反倒是赵华感慨说,此人作恶多端,却平安无事地由黑转白,可见心机手段之厉害,最好不要与他起冲突。
这是她第一次听到顾一元的名字,算算应是开春之后的事情了,彼时苏俊清想要外放做个地方官,赵华却以议亲为由将他劝了下来。
后来,顾一元进了锦衣卫,听说颇为指挥使器重,自此风光更胜。而苏俊清对朝政失望透顶,辞官回乡教书去了,直到她死,二人再没见过面。
那次是他们最后一次见面,本以为谈论的是个毫不相干的外人,哪知这辈子竟然碰上了!
姜蝉闭了闭眼睛。
她不想姜家和顾一元扯上半点关系,可孙茂这张破嘴,还不定把话传成什么样子!如果顾一元记恨上姜家,她在内宅还好点,恐怕第一个倒霉的就是到处跑生意的卫尧臣。
不能让卫尧臣受无妄之灾!
再睁眼,姜蝉眼中已是一片清明,“别吵了,我跟你走一趟。

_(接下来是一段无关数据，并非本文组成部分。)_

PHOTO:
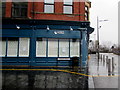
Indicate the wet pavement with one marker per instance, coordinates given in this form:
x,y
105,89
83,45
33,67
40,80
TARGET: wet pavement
x,y
32,80
102,78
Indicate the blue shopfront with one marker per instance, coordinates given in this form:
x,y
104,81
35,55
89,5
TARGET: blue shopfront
x,y
44,43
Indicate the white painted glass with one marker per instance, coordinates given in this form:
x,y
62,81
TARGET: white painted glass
x,y
41,47
24,44
63,48
12,47
52,47
74,47
67,9
49,1
68,2
49,8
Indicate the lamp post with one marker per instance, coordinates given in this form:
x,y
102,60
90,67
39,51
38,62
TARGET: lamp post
x,y
98,27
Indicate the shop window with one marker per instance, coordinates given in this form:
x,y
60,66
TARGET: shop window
x,y
3,47
52,47
41,47
74,47
12,47
68,7
24,44
86,16
49,6
63,48
19,9
3,9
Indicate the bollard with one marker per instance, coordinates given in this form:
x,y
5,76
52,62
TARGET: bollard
x,y
106,61
109,67
113,66
103,59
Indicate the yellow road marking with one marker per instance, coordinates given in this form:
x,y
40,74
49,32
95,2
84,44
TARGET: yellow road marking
x,y
61,71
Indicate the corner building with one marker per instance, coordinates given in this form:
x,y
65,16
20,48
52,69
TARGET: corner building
x,y
45,33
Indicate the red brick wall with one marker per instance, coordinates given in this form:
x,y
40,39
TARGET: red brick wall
x,y
78,11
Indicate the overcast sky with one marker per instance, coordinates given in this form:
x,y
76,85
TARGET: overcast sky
x,y
105,9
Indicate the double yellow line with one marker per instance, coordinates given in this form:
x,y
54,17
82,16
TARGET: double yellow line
x,y
59,71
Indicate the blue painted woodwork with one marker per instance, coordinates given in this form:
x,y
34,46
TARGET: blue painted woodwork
x,y
39,28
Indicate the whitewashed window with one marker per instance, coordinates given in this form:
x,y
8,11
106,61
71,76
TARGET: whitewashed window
x,y
49,6
41,47
24,44
2,47
68,2
52,47
68,7
63,48
74,47
12,47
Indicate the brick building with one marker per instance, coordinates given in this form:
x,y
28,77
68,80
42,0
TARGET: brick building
x,y
67,10
48,33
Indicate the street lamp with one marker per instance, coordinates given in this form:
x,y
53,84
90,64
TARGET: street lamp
x,y
98,27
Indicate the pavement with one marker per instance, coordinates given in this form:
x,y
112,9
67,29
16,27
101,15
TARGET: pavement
x,y
101,78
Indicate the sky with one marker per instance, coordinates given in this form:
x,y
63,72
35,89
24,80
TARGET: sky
x,y
105,10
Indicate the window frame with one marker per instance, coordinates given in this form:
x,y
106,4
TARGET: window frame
x,y
68,5
20,8
3,9
50,4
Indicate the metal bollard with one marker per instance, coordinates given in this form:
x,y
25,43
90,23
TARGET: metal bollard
x,y
106,61
103,59
109,67
113,66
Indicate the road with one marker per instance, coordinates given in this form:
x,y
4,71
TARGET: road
x,y
99,70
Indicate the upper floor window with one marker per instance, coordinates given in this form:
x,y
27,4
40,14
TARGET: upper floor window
x,y
19,9
68,7
3,9
49,6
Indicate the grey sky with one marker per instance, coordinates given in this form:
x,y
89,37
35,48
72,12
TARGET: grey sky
x,y
105,9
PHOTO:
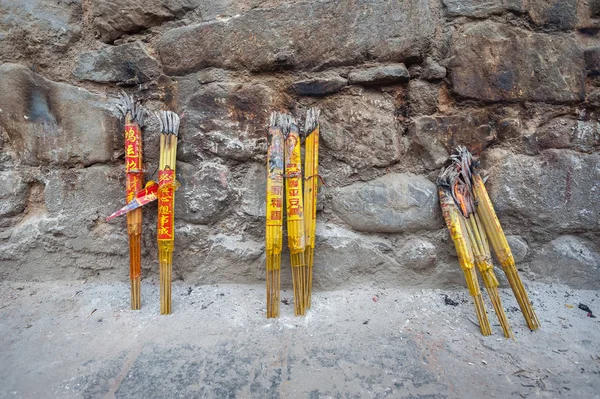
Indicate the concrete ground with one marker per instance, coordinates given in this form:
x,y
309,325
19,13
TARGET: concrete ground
x,y
79,339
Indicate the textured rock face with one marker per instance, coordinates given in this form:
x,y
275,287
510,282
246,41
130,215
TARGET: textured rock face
x,y
394,203
362,131
128,63
570,260
265,39
556,191
52,122
399,84
495,62
436,137
112,19
38,29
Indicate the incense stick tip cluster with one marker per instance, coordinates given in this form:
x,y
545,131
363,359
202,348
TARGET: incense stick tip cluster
x,y
126,104
169,122
475,231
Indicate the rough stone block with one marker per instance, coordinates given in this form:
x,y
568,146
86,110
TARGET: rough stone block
x,y
305,35
379,75
569,260
128,63
113,18
204,194
495,62
318,86
13,193
49,122
437,136
556,191
361,130
394,203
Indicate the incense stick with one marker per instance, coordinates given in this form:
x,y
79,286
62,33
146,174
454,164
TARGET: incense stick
x,y
311,171
274,222
134,115
295,210
169,123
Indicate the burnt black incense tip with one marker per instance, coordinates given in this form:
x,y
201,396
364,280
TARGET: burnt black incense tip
x,y
312,120
127,104
169,122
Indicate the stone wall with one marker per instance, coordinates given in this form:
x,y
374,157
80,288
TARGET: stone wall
x,y
399,84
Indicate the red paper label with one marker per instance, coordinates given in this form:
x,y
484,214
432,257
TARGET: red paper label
x,y
166,200
133,160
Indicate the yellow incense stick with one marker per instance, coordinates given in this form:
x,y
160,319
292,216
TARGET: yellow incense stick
x,y
169,122
311,171
295,210
274,223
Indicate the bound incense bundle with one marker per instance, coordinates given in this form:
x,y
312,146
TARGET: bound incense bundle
x,y
458,231
463,194
294,210
311,171
274,225
169,126
134,115
491,226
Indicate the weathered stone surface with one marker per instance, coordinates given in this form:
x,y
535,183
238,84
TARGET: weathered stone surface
x,y
518,247
432,70
475,8
49,122
343,254
228,120
205,192
253,191
394,203
379,75
318,86
436,136
552,14
362,130
557,14
571,260
581,135
592,60
422,97
417,254
38,30
13,193
495,62
340,32
233,258
128,63
113,18
555,192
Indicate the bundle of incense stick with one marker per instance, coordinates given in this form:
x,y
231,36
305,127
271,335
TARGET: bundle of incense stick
x,y
462,191
274,225
311,171
489,225
169,125
134,115
458,231
294,209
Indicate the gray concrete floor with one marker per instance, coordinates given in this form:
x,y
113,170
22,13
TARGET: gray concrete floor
x,y
76,339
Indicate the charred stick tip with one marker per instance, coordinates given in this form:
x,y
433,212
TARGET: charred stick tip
x,y
312,120
169,122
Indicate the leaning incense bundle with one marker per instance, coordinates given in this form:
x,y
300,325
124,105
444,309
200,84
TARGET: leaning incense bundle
x,y
463,194
458,231
311,171
294,210
169,125
274,225
491,224
134,115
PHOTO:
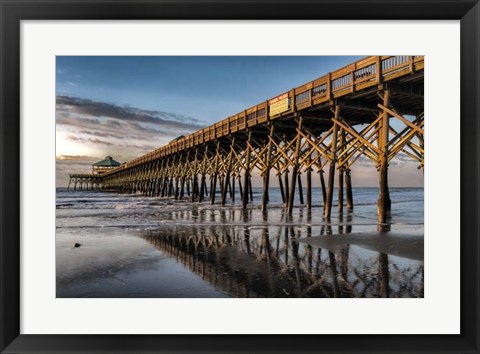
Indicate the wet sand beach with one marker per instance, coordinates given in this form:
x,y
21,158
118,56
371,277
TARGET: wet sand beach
x,y
132,246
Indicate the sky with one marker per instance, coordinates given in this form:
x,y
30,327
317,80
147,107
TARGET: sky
x,y
127,106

”
孙茂满脸怒色瞬间变成满脸喜色,一拍大腿道:“这才像话!在家靠父母,出门靠朋友,交朋友最看重的是讲义气,顾大哥就是最讲义气的……”
“不行!”卫尧臣出口打断,神色异常严肃,“顾家是□□,说不定是瞧上了昌盛布铺的买卖!这种人一旦沾惹上想甩都甩不掉,这事东家别管了,我去回了他。”
姜蝉的目光温柔又坚定,“我知道他的厉害,正因为知道,才不能躲起来。说到底我是东家,他不见到我,又怎会死心呢?我是东家,你该听我的。”

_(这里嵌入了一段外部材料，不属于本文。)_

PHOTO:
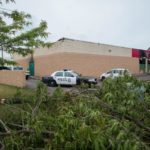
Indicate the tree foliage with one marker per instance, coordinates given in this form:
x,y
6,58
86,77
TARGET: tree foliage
x,y
112,117
17,34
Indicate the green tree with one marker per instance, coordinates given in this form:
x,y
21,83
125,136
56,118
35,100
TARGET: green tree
x,y
17,34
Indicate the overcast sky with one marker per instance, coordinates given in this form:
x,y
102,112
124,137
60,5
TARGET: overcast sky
x,y
117,22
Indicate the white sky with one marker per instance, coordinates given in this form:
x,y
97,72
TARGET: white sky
x,y
117,22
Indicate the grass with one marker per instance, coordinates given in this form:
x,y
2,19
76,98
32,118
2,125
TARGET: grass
x,y
7,111
7,91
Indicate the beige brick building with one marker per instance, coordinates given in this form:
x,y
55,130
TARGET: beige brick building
x,y
84,57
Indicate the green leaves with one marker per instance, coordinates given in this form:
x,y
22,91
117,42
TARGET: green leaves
x,y
115,121
17,34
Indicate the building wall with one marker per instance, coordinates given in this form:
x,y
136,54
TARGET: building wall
x,y
86,64
14,78
76,46
86,58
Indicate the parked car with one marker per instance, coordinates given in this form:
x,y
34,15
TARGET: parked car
x,y
116,72
67,77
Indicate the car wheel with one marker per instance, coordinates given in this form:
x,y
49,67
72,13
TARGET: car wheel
x,y
52,83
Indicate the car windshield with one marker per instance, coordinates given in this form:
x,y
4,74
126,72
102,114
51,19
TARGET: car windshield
x,y
76,74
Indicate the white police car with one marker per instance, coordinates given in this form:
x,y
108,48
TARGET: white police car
x,y
67,77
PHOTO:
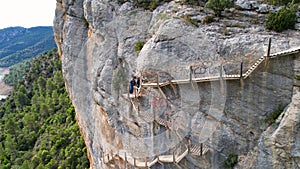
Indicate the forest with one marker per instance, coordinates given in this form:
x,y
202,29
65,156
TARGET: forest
x,y
38,126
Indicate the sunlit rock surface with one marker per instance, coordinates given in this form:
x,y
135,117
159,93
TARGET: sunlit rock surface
x,y
96,41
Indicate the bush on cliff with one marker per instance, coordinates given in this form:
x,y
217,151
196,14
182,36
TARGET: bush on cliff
x,y
218,5
282,2
37,121
281,20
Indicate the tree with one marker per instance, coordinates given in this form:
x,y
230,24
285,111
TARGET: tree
x,y
282,19
218,5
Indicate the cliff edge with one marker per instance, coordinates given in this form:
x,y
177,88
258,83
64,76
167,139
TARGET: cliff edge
x,y
209,90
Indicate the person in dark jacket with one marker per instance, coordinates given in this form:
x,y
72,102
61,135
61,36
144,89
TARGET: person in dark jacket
x,y
132,85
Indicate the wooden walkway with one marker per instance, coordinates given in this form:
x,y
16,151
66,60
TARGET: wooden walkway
x,y
226,77
193,149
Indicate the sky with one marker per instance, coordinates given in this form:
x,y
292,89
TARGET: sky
x,y
26,13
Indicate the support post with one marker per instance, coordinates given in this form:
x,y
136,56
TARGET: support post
x,y
125,160
134,162
146,162
268,55
221,72
162,93
191,81
201,149
269,47
174,160
159,160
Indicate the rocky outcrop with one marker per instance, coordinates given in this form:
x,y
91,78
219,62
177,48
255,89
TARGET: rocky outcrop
x,y
96,41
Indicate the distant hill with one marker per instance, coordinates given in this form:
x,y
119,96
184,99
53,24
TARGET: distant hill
x,y
18,43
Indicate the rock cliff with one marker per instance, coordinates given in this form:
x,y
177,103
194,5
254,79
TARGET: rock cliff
x,y
179,111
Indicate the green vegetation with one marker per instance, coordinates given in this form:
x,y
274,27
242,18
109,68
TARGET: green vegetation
x,y
139,45
218,5
273,115
18,44
146,4
208,19
37,121
282,2
282,19
190,2
231,161
16,73
188,19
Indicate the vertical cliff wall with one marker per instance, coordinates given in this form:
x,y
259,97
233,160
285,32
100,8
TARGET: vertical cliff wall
x,y
96,41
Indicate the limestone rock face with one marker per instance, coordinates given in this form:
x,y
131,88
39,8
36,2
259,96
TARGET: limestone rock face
x,y
97,40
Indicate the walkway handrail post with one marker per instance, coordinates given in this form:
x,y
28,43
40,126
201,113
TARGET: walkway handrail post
x,y
174,160
241,71
191,70
125,160
201,149
269,47
134,162
146,162
221,73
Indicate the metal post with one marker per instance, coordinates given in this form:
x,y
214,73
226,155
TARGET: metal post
x,y
191,74
269,47
125,160
221,73
134,162
241,71
201,149
174,160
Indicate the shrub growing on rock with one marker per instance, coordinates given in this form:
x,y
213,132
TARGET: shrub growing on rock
x,y
218,5
282,2
282,20
139,45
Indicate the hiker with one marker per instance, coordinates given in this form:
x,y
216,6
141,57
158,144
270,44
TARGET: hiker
x,y
138,85
132,85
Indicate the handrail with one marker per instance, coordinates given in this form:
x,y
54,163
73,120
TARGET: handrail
x,y
171,158
224,77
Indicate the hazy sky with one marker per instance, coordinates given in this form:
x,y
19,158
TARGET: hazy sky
x,y
26,13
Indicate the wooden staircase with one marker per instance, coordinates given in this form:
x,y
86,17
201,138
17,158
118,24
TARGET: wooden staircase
x,y
253,67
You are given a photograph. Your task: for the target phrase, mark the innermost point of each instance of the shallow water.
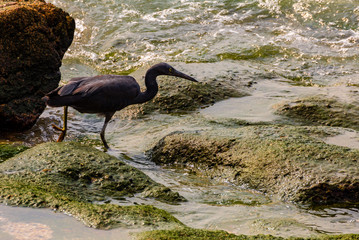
(275, 50)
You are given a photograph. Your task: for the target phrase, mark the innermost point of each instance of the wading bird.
(106, 94)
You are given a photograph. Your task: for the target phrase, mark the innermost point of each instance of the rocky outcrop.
(321, 110)
(73, 178)
(289, 162)
(34, 37)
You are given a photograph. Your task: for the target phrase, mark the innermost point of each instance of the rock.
(198, 234)
(290, 162)
(34, 37)
(71, 177)
(202, 234)
(319, 110)
(8, 150)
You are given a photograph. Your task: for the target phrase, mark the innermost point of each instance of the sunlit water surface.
(277, 50)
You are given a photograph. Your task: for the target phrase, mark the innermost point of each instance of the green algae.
(283, 160)
(202, 234)
(10, 150)
(70, 177)
(319, 110)
(197, 234)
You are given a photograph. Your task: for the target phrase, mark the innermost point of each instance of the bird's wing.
(109, 86)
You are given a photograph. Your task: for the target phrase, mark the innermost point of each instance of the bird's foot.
(62, 130)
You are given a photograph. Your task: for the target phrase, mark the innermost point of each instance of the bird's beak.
(182, 75)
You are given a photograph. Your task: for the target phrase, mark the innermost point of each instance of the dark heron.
(106, 94)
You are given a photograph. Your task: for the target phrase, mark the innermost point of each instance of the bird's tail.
(53, 99)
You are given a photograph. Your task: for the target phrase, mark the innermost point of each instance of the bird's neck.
(151, 87)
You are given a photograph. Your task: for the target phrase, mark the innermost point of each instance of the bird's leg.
(64, 128)
(108, 117)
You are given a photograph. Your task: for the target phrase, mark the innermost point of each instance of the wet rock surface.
(201, 234)
(288, 161)
(321, 110)
(34, 36)
(71, 178)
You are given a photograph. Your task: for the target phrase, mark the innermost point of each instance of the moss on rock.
(34, 36)
(69, 177)
(320, 110)
(8, 150)
(290, 162)
(197, 234)
(201, 234)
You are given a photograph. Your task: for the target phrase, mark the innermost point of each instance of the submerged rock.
(34, 36)
(320, 110)
(70, 177)
(202, 234)
(8, 150)
(291, 162)
(198, 234)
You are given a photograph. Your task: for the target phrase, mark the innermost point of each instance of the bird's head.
(166, 69)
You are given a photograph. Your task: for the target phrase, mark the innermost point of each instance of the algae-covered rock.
(34, 36)
(8, 150)
(69, 177)
(290, 162)
(322, 111)
(198, 234)
(201, 234)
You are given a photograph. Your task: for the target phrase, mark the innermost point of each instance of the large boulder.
(34, 36)
(74, 178)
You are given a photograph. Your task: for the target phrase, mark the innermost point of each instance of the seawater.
(276, 49)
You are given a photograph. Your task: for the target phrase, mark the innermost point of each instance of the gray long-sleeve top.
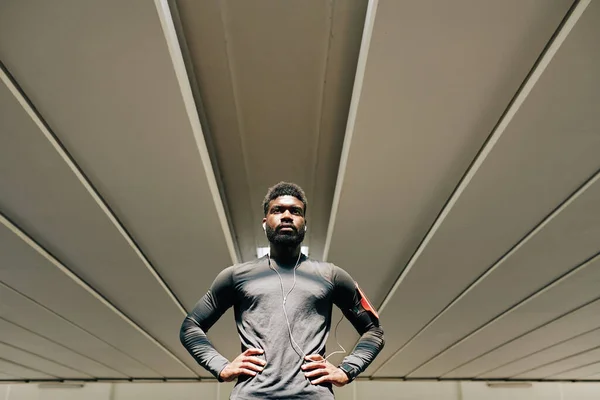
(255, 291)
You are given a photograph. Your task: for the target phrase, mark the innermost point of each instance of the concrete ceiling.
(449, 152)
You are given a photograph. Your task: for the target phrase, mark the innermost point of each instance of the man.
(283, 303)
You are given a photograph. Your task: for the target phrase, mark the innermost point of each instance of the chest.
(305, 292)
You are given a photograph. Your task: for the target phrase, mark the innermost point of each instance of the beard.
(288, 239)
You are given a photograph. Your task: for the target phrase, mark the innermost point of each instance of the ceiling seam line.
(320, 118)
(578, 367)
(560, 360)
(202, 117)
(26, 367)
(42, 357)
(88, 288)
(178, 63)
(522, 93)
(39, 121)
(537, 351)
(238, 113)
(56, 343)
(352, 113)
(76, 327)
(498, 264)
(518, 99)
(581, 266)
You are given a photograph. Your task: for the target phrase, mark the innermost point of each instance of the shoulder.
(327, 270)
(245, 270)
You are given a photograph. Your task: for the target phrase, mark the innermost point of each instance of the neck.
(284, 254)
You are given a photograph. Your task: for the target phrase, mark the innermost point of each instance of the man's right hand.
(244, 364)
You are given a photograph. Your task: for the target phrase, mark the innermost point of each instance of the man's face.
(284, 223)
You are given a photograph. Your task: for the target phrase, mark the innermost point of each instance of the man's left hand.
(323, 371)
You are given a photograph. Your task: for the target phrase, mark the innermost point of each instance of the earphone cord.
(285, 296)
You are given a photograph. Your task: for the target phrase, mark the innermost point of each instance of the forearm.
(196, 342)
(370, 344)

孙茂登时大喜,大笑道:“就是这个理儿,小九,你不过是掌柜的,不能做东家的主。”接着大说特说他行走江湖的各种行侠仗义的“壮举”,直到郝掌柜请他去用饭,才意犹未尽地闭上了嘴。
昏黄的太阳懒洋洋地悬在半空,看着日色尚暖,穿窗而过的风已有了秋的冷意。
卫尧臣默然立了片刻,“我表哥惹的祸,不能牵连你!你是不是担心顾一元找我麻烦?我请章三少爷帮忙,顾一元能耐再大,襄阳侯府的面子他不能不给。”
姜蝉笑了,“你少搪塞我!当初和孙贤斗那么狠,你抵押铺子庄子,咬着牙烧钱硬拼都没去求章家。我就知道,章家的人情不好还,坑赵家入股,我猜他是另有所图才顺手帮了咱们一个忙。如今你去求他,他应不应还是一回事呢!”

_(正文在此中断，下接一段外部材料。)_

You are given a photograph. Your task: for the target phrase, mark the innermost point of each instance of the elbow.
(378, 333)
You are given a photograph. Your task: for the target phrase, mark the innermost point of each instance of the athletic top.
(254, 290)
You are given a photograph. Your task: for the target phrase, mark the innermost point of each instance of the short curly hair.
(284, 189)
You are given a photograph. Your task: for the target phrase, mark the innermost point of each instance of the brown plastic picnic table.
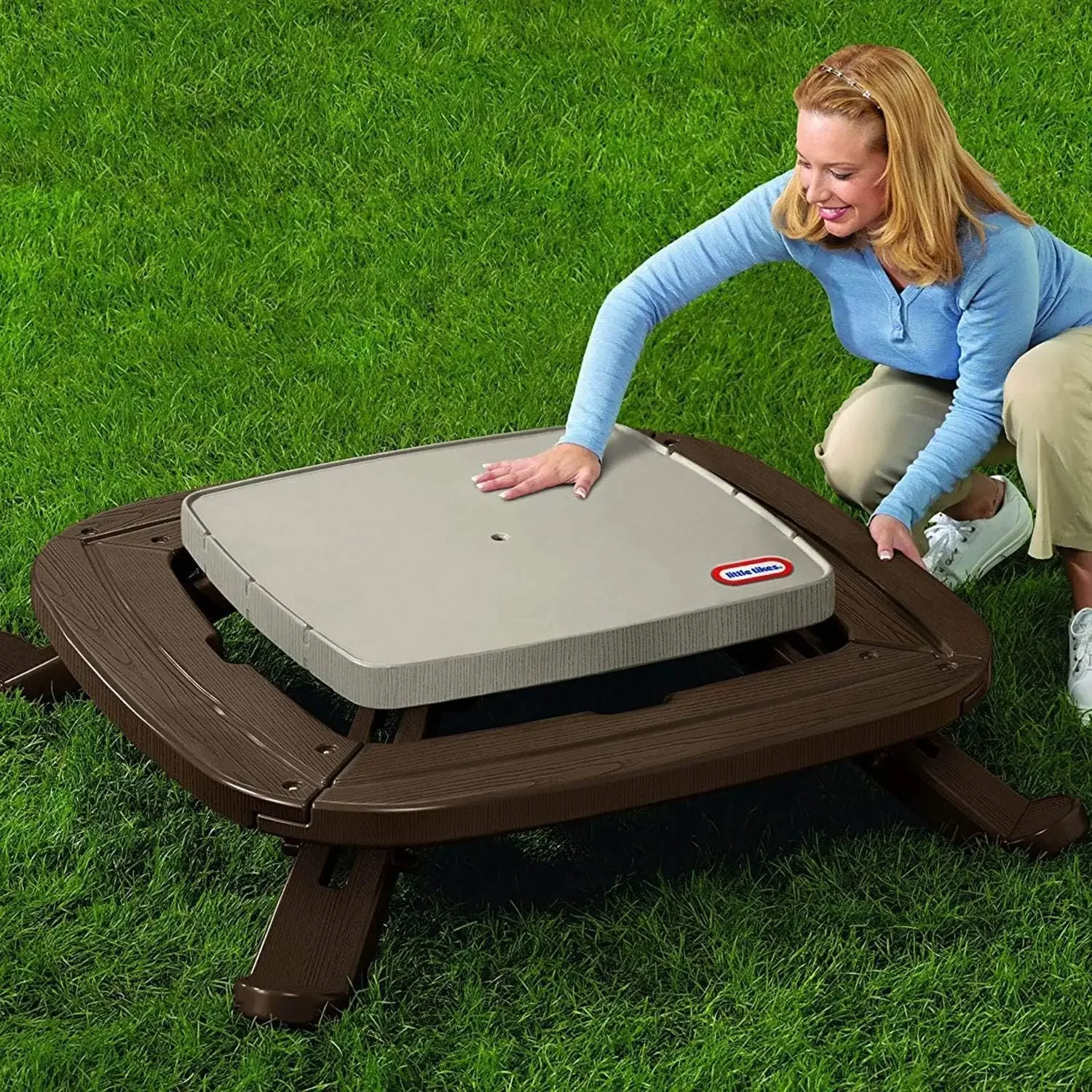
(893, 657)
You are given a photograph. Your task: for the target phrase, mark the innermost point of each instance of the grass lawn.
(237, 238)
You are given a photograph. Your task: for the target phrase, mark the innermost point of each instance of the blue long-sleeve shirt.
(1024, 288)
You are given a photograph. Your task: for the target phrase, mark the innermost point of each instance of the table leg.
(321, 938)
(948, 788)
(325, 928)
(39, 673)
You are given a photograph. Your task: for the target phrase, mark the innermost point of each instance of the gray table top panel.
(397, 582)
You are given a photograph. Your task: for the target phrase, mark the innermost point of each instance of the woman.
(981, 319)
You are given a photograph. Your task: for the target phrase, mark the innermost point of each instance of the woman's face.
(836, 170)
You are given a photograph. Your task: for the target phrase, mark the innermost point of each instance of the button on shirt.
(1022, 288)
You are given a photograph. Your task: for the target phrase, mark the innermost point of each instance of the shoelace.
(943, 535)
(1083, 644)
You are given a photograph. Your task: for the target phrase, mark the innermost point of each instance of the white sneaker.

卫尧臣急道:“就算章家不肯帮忙,还有镇抚司,锦衣卫也能镇住他们,犯不着你出面!”
话音甫落,他怔住了。
姜茶看他的眼神很奇怪,震惊、困惑,而后一层水光朦胧了她的眼睛。
她背过身去,轻声道:“你就是陆铎口中的那个‘故人之子’吧。”
年前和赵家那场土匪官司,若不是有锦衣卫在,她即便不死在土匪手里,名声也完了。
她一直以为是皇上派来监察王御史,自己凑巧占了便宜。
审案时,镇抚司陆铎对她们母女多有回护,说是“受人之托”,想来想去,她便想到了卫尧臣身上,后来卫尧臣说不是,她也就罢了。
可他还是不小心说漏了嘴。
哪有那么多的凑巧和幸运,都是他在默默地保护着她!
说不清心里是什么滋味,热热的,泛着丝丝缕缕的痒,从胸口四下漫延开来,一直流淌到嘴里,微微的甜,淡淡的酸。
屋内很静,只有檐铃在秋风中丁当轻响,这个夏天已经过去了,可有一朵夏花,悄然留在姜蝉的心里。
她背着身子,没看见卫尧臣通红的耳根。
只听他结结巴巴道:“你猜到了啊,其实我和陆铎也不大熟……不,不是,我是说,我娘认识他父亲,还有他父亲的一封手书,上面写着‘务必听从持信人的派遣’。所以我找他帮忙,他肯定不会推辞。”
姜蝉回过身,脸上已平静许多,慢慢思忖着说:“顾一元这人不太一样,他会和宫里头搭上线,以后会进锦衣卫也说不定,还是不要惊动陆铎了——省得他们以后见面尴尬。”